Passing through the garden, Kenelm encountered the junior Saunderson.

"I fear," said the Votary of Progress, "that you have found the governor awful slow. What have you been talking about?"

"Girls," said Kenelm, "a subject always awful, but not necessarily slow."

"Girls,—the governor been talking about girls? You joke."

"I wish I did joke, but that is a thing I could never do since I came upon earth. Even in the cradle, I felt that life was a very serious matter, and did not allow of jokes. I remember too well my first dose of castor-oil. You too, Mr. Bob, have doubtless imbibed that initiatory preparation to the sweets of existence. The corners of your mouth have not recovered from the downward curves into which it so rigidly dragged them. Like myself, you are of grave temperament, and not easily moved to jocularity,—nay, an enthusiast for Progress is of necessity a man eminently dissatisfied with the present state of affairs. And chronic dissatisfaction resents the momentary relief of a joke."

"Give off chaffing, if you please," said Bob, lowering the didascular intonations of his voice, "and just tell me plainly, did not my father say anything particular about me?"

"Not a word: the only person of the male sex of whom he said anything particular was Tom Bowles."

"What, fighting Tom! the terror of the whole neighbourhood! Ah, I guess the old gentleman is afraid lest Tom may fall foul upon me. But Jessie Wiles is not worth a quarrel with that brute. It is a crying shame in the Government—"

"What! has the Government failed to appreciate the heroism of Tom Bowles, or rather to restrain the excesses of its ardour?"

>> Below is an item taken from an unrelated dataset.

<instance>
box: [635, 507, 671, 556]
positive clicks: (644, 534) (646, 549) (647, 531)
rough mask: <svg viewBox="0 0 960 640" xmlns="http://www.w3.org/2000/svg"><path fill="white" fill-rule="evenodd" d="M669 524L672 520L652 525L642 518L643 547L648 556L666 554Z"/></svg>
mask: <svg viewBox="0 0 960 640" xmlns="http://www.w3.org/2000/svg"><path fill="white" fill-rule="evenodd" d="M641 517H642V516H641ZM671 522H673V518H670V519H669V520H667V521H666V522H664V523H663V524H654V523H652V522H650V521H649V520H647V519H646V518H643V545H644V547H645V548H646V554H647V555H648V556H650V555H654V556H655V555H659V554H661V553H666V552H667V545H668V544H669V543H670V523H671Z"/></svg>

"Stuff! it is a shame in the Government not to have compelled his father to put him to school. If education were universal—"

"You think there would be no brutes in particular. It may be so; but education is universal in China, and so is the bastinado. I thought, however, that you said the schoolmaster was abroad, and that the age of enlightenment was in full progress."

"Yes, in the towns, but not in these obsolete rural districts; and that brings me to the point. I feel lost, thrown away here. I have something in me, sir, and it can only come out by collision with equal minds. So do me a favour, will you?"

"With the greatest pleasure."

"Give the governor a hint that he can't expect me, after the education I have had, to follow the plough and fatten pigs; and that Manchester is the place for ME."

"Why Manchester?"

"Because I have a relation in business there who will give me a clerkship if the governor will consent. And Manchester rules England."